Kevin Clarke

Personal information
- Full name: Patrick Kevin Noel Clarke
- Date of birth: 3 December 1921
- Place of birth: Santry, Ireland
- Date of death: November 1990 (aged 68)
- Place of death: Gravesend, England
- Position(s): Half back

Senior career*
- Years: Team / Apps / (Gls)
- Drumcondra
- 1948–1952: Swansea Town / 10
- Gravesend and Northfleet

International career
- League of Ireland XI / 6
- 1948: Republic of Ireland / 2 / (0)

= Kevin Clarke (Irish footballer) =

Irish footballer

Kevin Clarke (3 December 1921 – November 1990) was an Irish soccer player.

==Career==
He played for Drumcondra at club level where he won the FAI Cup twice.
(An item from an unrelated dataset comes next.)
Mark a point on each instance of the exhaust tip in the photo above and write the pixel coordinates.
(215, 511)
He then transferred to Swansea Town in November 1948. In season 1953-54 he joined Tunbridge Wells United

Clarke was capped twice by the Republic of Ireland national football team. He made his debut on 23 May 1948, in a 2–0 defeat to Portugal in a friendly international played in Lisbon. He played his only other senior international a week later in Barcelona, when Ireland were beaten 2-1 by Spain in another friendly international.

While with Drums he represented the League of Ireland six times.